A COVID-19 attestation tool, developed early in the pandemic by a Boston-based hospital system, was able to successfully screen its employees and visitors for symptoms of the virus and significantly reduce its potential spread through hospitals.

In March of 2020, the Massachusetts Department of Public Health and the Commissioner of Public Health issued an order that required hospitals to thoroughly screen healthcare workers for COVID-19, which led to Mass General Brigham’s development and launch of COVID Pass, a daily attestation tool that has been used to record more than 15 million attestations since its inception.

A new analysis led by investigators at Brigham and Women’s Hospital assessed the effectiveness of daily symptom attestation for health care providers across the Mass General Brigham system. Rates of cases were low, but more than 100 employees who attested to symptoms using COVID Pass went on to test positive for COVID-19 — reflecting the tool’s potential for preventing transmission events.

Results are published in Infection Control & Hospital Epidemiology.

“When the COVID-19 pandemic began, we wanted to take every step possible to make sure that our employees weren’t bringing COVID-19 into the hospital,” says senior author Hojjat Salmasian, MD, MPH, PhD, of the Brigham’s Division of General Internal Medicine. “COVID Pass is just one of many layers of protection, but it does give employees a moment to pause and evaluate themselves. And if they do attest to symptoms, the tool immediately prompts them to get tested and directs them to resources for how and where they can get that test done.”

The research team evaluated more than 2 million attestations over 99 days between March 23, 2020 and June 30, 2020 during the height of the pandemic in the Boston area. These included attestations from more than 65,000 employees across 52 hospitals and clinic sites within the Mass General Brigham system.

Employees who came to campus were screened daily before being permitted on site and those who attested to at least one symptom were referred to Occupational Health Services for further evaluation, including testing if indicated, before being cleared for work. Health care providers could also contact Occupational Health daily or get tested if they were concerned about exposure or symptoms.

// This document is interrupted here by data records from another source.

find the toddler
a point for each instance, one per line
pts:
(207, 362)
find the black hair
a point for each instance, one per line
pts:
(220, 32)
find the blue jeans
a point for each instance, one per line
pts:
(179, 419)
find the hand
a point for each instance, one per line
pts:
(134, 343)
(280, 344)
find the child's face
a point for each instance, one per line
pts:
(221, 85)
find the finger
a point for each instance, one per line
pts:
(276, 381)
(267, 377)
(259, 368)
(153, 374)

Of the 2 million attestations evaluated, 99.9 percent reported no symptoms. There were 2,062 employees who attested to at least one symptom, with the most common symptom being sore throat (reported in 25 percent of symptomatic attestations). Of these, 905 employees were tested within 14 days and 13 percent tested positive for COVID-19. 

“While the number of positive cases identified was low, attestations may have helped keep some of these unwell employees off campus and may have prevented some exposures and transmissions,” says Ellen Kim, MD, MPH, the lead author of the manuscript who is a radiation oncologist at Brigham and Women’s Hospital and Dana-Farber Brigham Cancer Center, and a Clinical Informatics fellow at Mass General Brigham.

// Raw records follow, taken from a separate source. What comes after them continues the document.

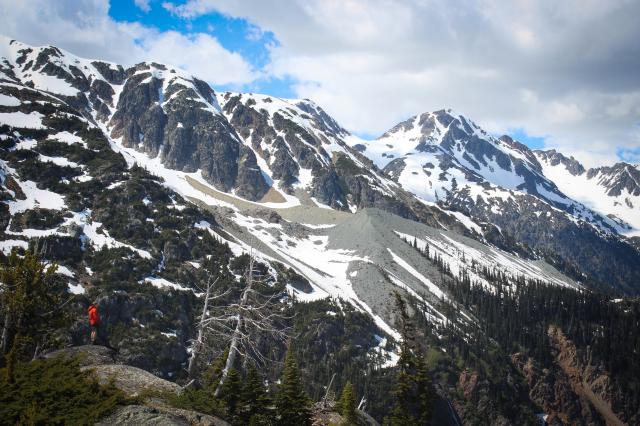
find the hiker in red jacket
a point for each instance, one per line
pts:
(94, 322)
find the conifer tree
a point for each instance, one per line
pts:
(292, 402)
(30, 302)
(348, 406)
(256, 407)
(413, 390)
(232, 391)
(424, 390)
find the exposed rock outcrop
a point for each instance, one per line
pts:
(572, 391)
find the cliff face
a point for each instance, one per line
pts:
(572, 391)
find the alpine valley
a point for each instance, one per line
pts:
(519, 269)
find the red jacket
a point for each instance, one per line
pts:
(94, 318)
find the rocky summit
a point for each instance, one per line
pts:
(504, 279)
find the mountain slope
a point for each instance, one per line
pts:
(143, 182)
(445, 158)
(612, 191)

During the same time period, 1,289 employees tested positive for COVID-19. During the two weeks before their positive test, 9 percent had attested to symptoms, 58 percent had no symptoms, and 33 percent had not completed an attestation. Investigators identified this last group as potentially concerned employees skipping attestation and directly calling Occupational Health or independently scheduling a test.

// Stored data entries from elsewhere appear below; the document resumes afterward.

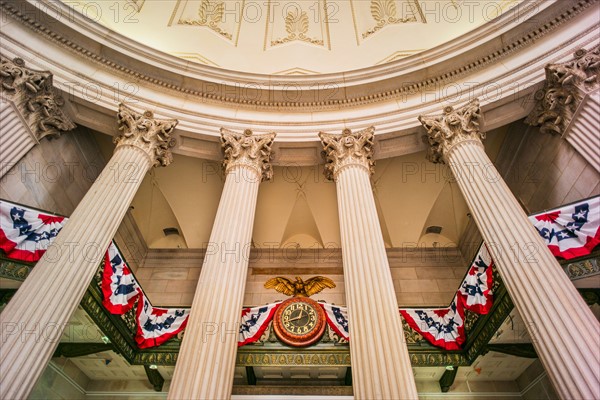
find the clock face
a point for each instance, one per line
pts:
(299, 321)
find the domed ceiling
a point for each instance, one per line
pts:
(284, 37)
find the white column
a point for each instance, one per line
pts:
(564, 332)
(34, 319)
(381, 366)
(206, 360)
(29, 111)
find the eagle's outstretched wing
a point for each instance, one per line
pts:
(317, 283)
(281, 284)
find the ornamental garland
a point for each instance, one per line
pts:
(569, 231)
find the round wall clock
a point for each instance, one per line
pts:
(299, 321)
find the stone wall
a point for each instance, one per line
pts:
(544, 171)
(422, 277)
(534, 383)
(60, 380)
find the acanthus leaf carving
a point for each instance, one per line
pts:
(33, 95)
(349, 148)
(453, 127)
(249, 150)
(150, 134)
(566, 86)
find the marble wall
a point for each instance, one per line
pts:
(544, 171)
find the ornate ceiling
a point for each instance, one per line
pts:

 “COVID symptom attestation screening tools have been adopted by hospitals across the world,” says co-author Adam Landman, MD, interim chief information officer at Mass General Brigham. “This study provides initial evidence supporting symptom-based screening of health care providers for COVID-19.”

For healthcare workers who attested to symptoms, the research team cross-correlated that data with lab results from tests conducted at a Mass General Brigham facility.